In one recording, a bat identified as an Eastern Pipistrelle flies by the sensors. The frequency of the call has been dropped to a level humans can hear, and Professor Szewzak says if you listen carefully you can hear the actual sonar echo, the part of the call the bat uses to effectively 'see' in the dark. But this recording has been slowed down 10 times. He re-plays it in real time for a reporter, who is amazed at the rapid-fire pace of the clicks. Professor Szewzak explains people can't actually hear the sounds as bats fly by, "but these clicks are a representation of [the call]. You can at least hear the cadence or how many times per second these sounds are coming out."

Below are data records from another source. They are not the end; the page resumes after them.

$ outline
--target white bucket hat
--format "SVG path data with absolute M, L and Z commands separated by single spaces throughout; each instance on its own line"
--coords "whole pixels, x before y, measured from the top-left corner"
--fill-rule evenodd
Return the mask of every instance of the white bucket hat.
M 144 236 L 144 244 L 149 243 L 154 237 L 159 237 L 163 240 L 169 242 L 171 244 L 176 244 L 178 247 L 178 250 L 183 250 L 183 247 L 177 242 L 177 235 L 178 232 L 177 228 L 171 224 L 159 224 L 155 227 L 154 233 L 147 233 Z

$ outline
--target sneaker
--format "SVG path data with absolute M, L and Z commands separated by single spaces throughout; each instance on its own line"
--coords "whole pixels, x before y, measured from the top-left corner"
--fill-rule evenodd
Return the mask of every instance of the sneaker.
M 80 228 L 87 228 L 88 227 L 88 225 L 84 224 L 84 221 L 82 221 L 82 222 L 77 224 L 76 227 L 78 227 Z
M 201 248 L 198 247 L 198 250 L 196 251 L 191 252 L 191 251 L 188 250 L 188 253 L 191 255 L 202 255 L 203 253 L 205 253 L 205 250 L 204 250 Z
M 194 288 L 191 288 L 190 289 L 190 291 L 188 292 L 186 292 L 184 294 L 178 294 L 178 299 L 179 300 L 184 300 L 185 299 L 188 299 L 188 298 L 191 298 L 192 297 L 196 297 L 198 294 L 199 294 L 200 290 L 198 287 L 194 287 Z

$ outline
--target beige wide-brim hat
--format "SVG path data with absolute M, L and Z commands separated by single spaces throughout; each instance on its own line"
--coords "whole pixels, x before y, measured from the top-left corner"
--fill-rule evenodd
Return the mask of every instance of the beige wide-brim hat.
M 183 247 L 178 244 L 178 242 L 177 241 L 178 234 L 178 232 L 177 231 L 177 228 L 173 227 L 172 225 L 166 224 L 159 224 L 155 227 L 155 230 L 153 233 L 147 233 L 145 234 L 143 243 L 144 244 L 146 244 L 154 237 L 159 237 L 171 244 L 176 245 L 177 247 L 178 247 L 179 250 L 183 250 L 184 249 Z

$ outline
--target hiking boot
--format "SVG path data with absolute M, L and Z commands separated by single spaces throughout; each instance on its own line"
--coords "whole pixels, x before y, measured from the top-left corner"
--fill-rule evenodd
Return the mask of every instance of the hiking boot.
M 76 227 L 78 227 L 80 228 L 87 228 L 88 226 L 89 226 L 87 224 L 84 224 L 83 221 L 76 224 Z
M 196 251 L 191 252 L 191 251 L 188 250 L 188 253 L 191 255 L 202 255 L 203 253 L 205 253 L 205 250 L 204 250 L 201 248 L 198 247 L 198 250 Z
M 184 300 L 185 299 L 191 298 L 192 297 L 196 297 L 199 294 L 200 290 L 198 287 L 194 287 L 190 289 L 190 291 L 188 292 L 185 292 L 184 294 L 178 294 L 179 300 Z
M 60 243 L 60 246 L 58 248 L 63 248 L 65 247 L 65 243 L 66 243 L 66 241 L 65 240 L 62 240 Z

Researchers are working to record entire repertoires of various bat species. Joe Szewczak plays a recording of an Eastern Pipistrelle using its sonar to zero in on a flying insect. The bat calls more frequently as it nears its prey. "As it's approaching something, it needs to [speed] up its repetition rate to get more information back." The biologist compares it to something easier to visualize: "Picture trying to catch a ball by making a flashlight go on and off, and if the ball's coming toward you, you would have to flash it many more times to keep track of the trajectory of the ball."
Researchers are not only using this technology to listen to bats snag dinner -- they are also collecting calls from around the world, as bats search for mates and shelter, as well as food. This global database will allow scientists to quickly identify various species as they fly overhead. That will help researchers track bat populations without having to net them, and the creatures won't suffer the stress of being caught.
The Northern Myotis in Joel Tigner's hand is about to be released. Her sonar signal will be analyzed in flight, and added to that library of bat calls. With new tools like these sonar recording devices, researchers say they are deciphering the dialects of various species, giving them a better understanding of bat behavior, which in the long run will help protect these animals, so they can help keep insect populations in check.